How to find the limit of $ y^{2}(x^{3}+2xy^{2})/(x^2+y^2)^{3/2}$

Question

How to find the limit of $ y^{2}(x^{3}+2xy^{2})/(x^2+y^2)^{3/2}$ at $0$ if it exist?

May I ask for a epsilon-delta proof is possible?
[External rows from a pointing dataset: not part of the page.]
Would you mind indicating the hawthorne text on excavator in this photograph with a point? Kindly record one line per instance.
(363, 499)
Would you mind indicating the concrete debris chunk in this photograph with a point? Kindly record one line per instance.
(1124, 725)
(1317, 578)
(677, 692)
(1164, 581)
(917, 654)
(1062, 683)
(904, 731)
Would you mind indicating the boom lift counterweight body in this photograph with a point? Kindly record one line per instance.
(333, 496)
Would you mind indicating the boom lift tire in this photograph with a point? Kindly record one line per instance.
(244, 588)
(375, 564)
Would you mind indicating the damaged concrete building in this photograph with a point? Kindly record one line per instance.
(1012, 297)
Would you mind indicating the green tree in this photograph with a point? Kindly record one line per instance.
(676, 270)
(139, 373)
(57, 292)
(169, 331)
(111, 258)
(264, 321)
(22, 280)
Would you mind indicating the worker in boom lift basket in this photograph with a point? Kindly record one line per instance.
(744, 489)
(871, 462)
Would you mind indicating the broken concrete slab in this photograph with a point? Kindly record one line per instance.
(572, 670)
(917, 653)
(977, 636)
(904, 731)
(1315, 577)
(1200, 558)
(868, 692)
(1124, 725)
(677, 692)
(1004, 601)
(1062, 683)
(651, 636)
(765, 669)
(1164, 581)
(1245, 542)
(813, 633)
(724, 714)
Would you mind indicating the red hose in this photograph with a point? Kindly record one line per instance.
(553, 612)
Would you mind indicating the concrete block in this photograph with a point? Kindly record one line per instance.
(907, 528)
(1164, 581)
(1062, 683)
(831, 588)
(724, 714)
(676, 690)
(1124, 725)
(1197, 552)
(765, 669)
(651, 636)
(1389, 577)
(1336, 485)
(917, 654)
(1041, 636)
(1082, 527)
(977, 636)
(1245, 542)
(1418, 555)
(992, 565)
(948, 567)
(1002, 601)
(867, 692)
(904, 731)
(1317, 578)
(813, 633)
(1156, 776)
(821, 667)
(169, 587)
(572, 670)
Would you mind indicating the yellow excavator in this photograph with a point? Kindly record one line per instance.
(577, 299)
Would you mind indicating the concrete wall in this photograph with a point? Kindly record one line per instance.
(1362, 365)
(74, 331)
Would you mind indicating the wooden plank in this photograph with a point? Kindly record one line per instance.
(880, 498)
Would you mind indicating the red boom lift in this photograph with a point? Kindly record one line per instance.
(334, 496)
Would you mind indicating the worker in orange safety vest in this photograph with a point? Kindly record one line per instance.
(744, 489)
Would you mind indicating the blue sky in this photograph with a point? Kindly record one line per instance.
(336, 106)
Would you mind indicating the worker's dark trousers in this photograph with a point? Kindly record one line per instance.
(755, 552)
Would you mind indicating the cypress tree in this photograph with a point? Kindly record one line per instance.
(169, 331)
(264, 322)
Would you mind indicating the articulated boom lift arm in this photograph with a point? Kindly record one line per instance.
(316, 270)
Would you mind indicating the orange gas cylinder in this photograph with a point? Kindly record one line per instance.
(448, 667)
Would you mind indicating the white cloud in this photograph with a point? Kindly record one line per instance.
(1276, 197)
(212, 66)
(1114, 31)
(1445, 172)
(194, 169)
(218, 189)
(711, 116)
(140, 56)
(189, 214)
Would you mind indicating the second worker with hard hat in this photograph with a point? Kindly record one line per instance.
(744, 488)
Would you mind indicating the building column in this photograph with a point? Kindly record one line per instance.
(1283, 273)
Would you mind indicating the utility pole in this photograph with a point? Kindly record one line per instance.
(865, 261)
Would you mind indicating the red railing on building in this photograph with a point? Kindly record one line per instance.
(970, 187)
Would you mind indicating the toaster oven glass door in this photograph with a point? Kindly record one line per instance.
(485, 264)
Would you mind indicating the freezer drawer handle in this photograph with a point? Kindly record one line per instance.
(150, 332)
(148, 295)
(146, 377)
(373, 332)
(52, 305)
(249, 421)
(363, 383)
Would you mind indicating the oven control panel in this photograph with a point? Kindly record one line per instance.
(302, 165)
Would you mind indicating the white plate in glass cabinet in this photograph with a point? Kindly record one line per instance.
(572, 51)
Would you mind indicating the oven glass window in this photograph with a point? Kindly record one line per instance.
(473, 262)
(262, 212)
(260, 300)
May I avoid the usage of the polar coordinate?

Answer 1

Notice that

$$0 \le \left| \frac {y^2 (x^3 + 2xy^2)} {(x^2 + y^2)^{\frac 3 2}} \right| \le \left| \frac {y^2 x^3} {(x^2 + y^2)^{\frac 3 2}} \right| + \left| \frac {2xy^4} {(x^2 + y^2)^{\frac 3 2}} \right| \le \left| \frac {y^2 x^3} {(x^2 + 0)^{\frac 3 2}} \right| + \left| \frac {2xy^4} {(0 + y^2)^{\frac 3 2}} \right| = \\ \frac {y^2 |x|^3} {|x|^3} + 2 \frac {|x| y^4} {|y|^3} = y^2 + 2 |xy|$$

and the last expression tends to $0$ when $(x,y) \to (0,0)$, so by the squeeze theorem we get that $\left| \dfrac {y^2 (x^3 + 2xy^2)} {(x^2 + y^2)^{\frac 3 2}} \right| \to 0$, whence it follows that $\dfrac {y^2 (x^3 + 2xy^2)} {(x^2 + y^2)^{\frac 3 2}} \to 0$ too.

Answer 2

The numerator factors as $(xy^2)(x^2+2y^2)$ and $|xy^2|\leq(x^2+y^2)^{3/2}$. Now it's easy.